What is vaginal atrophy?
It's estimated 50 per cent of women experience vaginal atrophy – also known by the broader term, genitourinary syndrome of menopause – within three years of menopause.
Dr. Vivien Brown, assistant professor in the department of family and community medicine at the University of Toronto and president of the Federation of Medical Women of Canada, sat down with us to explain the ins and outs of this common condition:
What physically happens with vaginal atrophy?
Basically, the lining of the vagina is getting thinner. So if you look at pictures, instead of it being 10 cells thick, it may be one or two cells thick. The lack of estrogen thins the lining and makes the lining more friable – it's easier to tear and cut and bleed. Think of an elderly woman with papery skin. They bruise easily and it tears easily. That's what's happening vaginally.
The back wall of the bladder is the top part of the vagina, so this area shares tissue. With the lack of estrogen, this area actually shrinks. It doesn't have that same stretch and give that it had in younger women. And it gets much more sensitive, which makes it prone to be irritated and that irritation is when people think they have a yeast infection or they're just uncomfortable.
Why does the lack of estrogen have this effect?
Estrogen normally maintains the vaginal tissue, the uterine tissue and the genital tissue in that area. With the decline of estrogen in menopause, some women still have lubrication and don't feel the change as much. But with time, this just gets worse.
A lot of symptoms in menopause, hot flashes for example, get better with time. Your body sort of equilibrates and you don't feel it as much. But in terms of this vaginal atrophy, it gets worse with time.
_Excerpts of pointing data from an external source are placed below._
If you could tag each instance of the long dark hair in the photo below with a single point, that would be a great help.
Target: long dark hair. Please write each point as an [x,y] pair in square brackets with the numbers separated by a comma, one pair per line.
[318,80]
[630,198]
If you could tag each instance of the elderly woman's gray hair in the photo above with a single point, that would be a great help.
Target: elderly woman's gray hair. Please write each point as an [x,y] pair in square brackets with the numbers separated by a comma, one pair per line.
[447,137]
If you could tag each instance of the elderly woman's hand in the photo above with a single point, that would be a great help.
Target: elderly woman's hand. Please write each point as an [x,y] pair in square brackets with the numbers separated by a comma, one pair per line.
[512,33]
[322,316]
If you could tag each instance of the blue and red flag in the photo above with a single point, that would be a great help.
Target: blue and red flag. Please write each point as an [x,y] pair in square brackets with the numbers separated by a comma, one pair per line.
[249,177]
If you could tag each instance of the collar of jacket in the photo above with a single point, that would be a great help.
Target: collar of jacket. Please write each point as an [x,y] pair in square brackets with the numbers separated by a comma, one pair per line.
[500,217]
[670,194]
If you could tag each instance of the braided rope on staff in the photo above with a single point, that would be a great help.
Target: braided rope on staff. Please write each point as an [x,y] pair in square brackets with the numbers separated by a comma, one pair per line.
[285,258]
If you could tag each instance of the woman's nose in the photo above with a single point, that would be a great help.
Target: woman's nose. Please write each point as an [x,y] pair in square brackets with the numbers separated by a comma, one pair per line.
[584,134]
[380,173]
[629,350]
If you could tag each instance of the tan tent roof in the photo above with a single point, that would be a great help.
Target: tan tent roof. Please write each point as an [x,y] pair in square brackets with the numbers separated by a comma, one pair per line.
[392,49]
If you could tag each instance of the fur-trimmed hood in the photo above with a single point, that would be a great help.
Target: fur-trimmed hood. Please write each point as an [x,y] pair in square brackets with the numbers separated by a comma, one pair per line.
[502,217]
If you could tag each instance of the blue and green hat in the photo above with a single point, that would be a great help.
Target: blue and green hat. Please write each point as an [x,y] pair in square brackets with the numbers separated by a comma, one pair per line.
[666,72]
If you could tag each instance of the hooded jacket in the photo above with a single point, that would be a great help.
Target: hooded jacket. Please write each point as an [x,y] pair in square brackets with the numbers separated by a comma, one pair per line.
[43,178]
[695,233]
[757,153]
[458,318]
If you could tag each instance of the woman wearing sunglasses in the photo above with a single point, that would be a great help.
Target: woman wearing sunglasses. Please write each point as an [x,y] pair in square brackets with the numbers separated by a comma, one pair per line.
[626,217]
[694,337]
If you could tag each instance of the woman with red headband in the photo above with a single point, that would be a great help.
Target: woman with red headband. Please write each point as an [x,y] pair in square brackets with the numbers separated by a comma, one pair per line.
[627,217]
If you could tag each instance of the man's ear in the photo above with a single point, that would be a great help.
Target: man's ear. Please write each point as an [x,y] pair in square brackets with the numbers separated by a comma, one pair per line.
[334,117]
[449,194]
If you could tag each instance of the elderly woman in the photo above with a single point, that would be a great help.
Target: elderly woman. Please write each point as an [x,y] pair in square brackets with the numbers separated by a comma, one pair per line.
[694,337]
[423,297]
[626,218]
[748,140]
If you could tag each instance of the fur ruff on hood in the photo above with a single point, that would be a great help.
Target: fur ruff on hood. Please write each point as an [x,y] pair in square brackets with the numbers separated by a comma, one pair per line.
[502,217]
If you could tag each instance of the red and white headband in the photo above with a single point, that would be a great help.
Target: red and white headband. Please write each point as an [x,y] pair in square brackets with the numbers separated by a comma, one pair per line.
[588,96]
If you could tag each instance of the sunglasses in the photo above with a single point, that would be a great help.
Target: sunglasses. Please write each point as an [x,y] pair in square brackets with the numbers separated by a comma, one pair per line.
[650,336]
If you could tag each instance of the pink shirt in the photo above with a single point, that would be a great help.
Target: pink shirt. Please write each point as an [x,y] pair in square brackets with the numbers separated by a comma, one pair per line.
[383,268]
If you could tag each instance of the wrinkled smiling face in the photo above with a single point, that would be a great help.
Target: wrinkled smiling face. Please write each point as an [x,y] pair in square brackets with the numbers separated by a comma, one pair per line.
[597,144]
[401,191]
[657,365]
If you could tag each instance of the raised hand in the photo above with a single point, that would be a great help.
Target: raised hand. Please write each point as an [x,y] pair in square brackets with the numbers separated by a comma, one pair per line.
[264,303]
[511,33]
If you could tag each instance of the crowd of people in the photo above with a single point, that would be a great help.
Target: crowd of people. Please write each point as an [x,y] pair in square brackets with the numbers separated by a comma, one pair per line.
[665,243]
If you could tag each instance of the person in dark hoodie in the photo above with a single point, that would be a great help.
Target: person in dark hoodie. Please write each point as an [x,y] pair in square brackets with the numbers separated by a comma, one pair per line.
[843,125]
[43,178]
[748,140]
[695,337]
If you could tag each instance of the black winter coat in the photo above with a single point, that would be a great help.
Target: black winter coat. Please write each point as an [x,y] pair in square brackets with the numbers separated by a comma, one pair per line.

But when you do look at older women, in their 80s and 90s, the ones who are doing well are the ones still in a relationship, who have social connectedness and who are using something vaginally if they need it – and most women need it at that point.
What are the treatments like?
There are hormonal and non-hormonal treatments. The non-hormonal treatments are things that you can buy in a pharmacy without a prescription, such as a lubricant. And those work well, or reasonably well, at the beginning, when you still have estrogen around. But the most effective products are some kind of estrogen. In Canada, we have cream, we have vaginal tablets and we have a ring that can go in the vagina and be left for three months.
They work vaginally, but because they are poorly absorbed into the blood system, they don't have the side effects and the risks of oral estrogen.
How long do women take estrogen treatment?
If you had diabetes and you were on insulin, it would work when you took it and when you stop taking it, it would stop working. This is about the same. We never say "forever" in medicine because medicine changes and advice changes, but when I put women on this, I say it's long-term.
How can you tell whether what you're experiencing is a problem that requires treatment or a natural part of aging?
I think it's different with each patient. This is a clinical diagnosis. There's no particular test that you do. It's not like you have to do a biopsy . It's both the art and the science of medicine when you're evaluating someone and asking about their situation. I have women in their 60s and 70s who aren't uncomfortable and still are in happy relationships and don't need to be on anything. But I still think their age warrants me asking how they're doing.
– Wency Leung
Cathy Jones is a comedian, writer and actor, known for her performances on This Hour has 22 Minutes. She was paid by the drug company, Novo Nordisk Canada, to speak publically as part of a media campaign. The Globe was not aware of the payment at the time of publication.
Dr. Vivien Brown was paid by Novo Nordisk Canada to speak about vaginal atrophy as part of a media campaign. The Globe was not aware of the payment at the time of publication.